-
1. Re: Programmatic SASL authentication
dlofthouse Aug 28, 2018 6:10 AM (in response to sco0ter)Which application server version are you running on? Also how are you deploying the chat server?
From WildFly 11 WildFly Elytron is available and has APIs available to create a SaslAuthenticationFactory - this may be a suitable starting point to get a SaslServer integrated with the application server's security.
-
2. Re: Programmatic SASL authentication
sco0ter Aug 29, 2018 5:46 AM (in response to dlofthouse)I am currently testing on Wildfly 11. It is deployed as WAR or EAR.
The idea is to have a "core" authentication class, which uses standard Java API, like Sasl.createSaslServer or javax.security.auth.message.module.ServerAuthModule and from there it loads available or configured specific authentication logic, e.g. one for Wildfly's application-users.properties, which can be pluggable. These specific "modules" then uses e.g. Elytron.
My problem is rather that I don't see the "big picture", e.g. how to combine SASL with JASPIC. How to put the different technologies in place. I hope using Elytron API is straight foward eventually.
-
3. Re: Programmatic SASL authentication
dlofthouse Aug 30, 2018 5:48 AM (in response to sco0ter)I don't currently have a complete example for you but maybe it would be good if we put together an example at some point showing how it is possible to integrate with WildFly Elytron using SASL authentication.
The first step is you will require a reference to a WildFly Elytron SecurityDomain configured with an appropriate SecurityRealm, really there are two options for this: -
- Use the WildFly Elytron APIs to programatically assemble your own configuration.
- Obtain a reference to the SecurityDomain associated with the deployment.

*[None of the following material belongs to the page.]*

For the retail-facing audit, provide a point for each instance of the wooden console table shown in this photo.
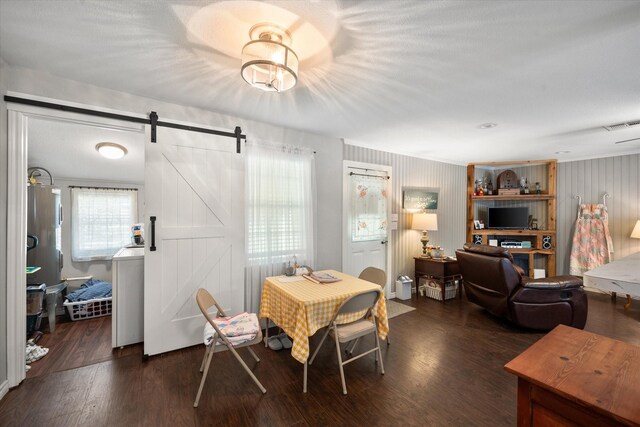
(573, 377)
(442, 270)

All of our Javadoc for WildFly Elytron is published here WildFly Elytron Javadoc - for your example you should make use of the Public API Javadoc for 1.2.x
To ensure your deployment is associated with a SecurityDomain you will need to ensure you have an application-security-domain resource defined in the Undertow subsystem mapping from the name of the security domain specified by the deployment to a pre-configured http-authentication-factory. The http-authentication-factory in turn references a SecurityDomain and this is associated with the deployment.

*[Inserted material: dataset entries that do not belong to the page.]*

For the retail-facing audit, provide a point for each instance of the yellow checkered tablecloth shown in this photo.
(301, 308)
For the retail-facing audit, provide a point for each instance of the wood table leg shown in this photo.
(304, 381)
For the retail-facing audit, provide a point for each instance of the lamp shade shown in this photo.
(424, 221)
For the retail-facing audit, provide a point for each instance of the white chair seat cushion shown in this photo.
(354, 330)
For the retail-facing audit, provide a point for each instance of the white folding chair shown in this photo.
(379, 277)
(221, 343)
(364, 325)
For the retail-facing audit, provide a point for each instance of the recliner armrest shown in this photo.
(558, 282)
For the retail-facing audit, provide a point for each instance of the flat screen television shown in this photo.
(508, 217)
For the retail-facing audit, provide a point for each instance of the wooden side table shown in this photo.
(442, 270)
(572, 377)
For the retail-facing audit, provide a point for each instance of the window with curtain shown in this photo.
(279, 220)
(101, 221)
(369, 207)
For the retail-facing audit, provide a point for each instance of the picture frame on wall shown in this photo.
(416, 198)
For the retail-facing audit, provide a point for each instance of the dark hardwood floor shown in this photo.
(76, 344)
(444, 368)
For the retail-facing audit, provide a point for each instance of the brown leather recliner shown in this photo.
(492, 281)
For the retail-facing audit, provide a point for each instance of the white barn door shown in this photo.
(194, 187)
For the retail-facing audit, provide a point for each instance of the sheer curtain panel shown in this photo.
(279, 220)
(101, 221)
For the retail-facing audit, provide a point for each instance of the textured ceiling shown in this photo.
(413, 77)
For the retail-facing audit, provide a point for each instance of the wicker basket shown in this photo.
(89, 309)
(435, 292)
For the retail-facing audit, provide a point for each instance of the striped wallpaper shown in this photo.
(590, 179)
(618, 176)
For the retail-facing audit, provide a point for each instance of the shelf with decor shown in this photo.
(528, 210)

Within the deployment you can then use the following API to obtain a reference to the SecurityDomain: -
SecurityDomain (WildFly Elytron 1.2.4.Final API)

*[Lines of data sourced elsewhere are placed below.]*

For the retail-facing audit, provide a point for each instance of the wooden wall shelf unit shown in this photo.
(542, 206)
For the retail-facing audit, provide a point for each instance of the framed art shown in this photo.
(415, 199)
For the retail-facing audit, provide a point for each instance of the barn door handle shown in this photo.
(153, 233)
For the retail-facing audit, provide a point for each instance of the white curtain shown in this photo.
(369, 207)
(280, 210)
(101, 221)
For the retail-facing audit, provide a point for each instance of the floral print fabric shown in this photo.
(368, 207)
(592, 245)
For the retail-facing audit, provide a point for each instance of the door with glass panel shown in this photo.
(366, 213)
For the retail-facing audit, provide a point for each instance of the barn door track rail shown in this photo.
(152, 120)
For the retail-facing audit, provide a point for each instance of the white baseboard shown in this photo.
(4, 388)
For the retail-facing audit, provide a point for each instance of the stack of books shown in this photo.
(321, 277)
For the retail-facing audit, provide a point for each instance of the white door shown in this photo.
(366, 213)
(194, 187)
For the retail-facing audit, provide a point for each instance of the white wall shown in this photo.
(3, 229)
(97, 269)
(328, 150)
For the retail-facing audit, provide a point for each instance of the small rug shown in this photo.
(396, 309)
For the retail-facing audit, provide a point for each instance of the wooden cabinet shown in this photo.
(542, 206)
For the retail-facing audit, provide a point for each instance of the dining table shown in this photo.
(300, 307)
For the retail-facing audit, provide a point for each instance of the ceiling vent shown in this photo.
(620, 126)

The following class has been implemented to meet the needs of our testsuite, however it does illustrate the steps to take from having a reference to a SecurityDomain to having an instance of a SaslServer which is integrated with that SecurityDomain: -
wildfly-elytron/SaslServerBuilder.java at 1.2.x · wildfly-security/wildfly-elytron · GitHub
Generally these are the steps you would need to follow.
FYI from WildFly 14 it is possible to just reference the SecurityDomain directly from the application-security-domain resource where a custom http-authentication-factory definition is not needed.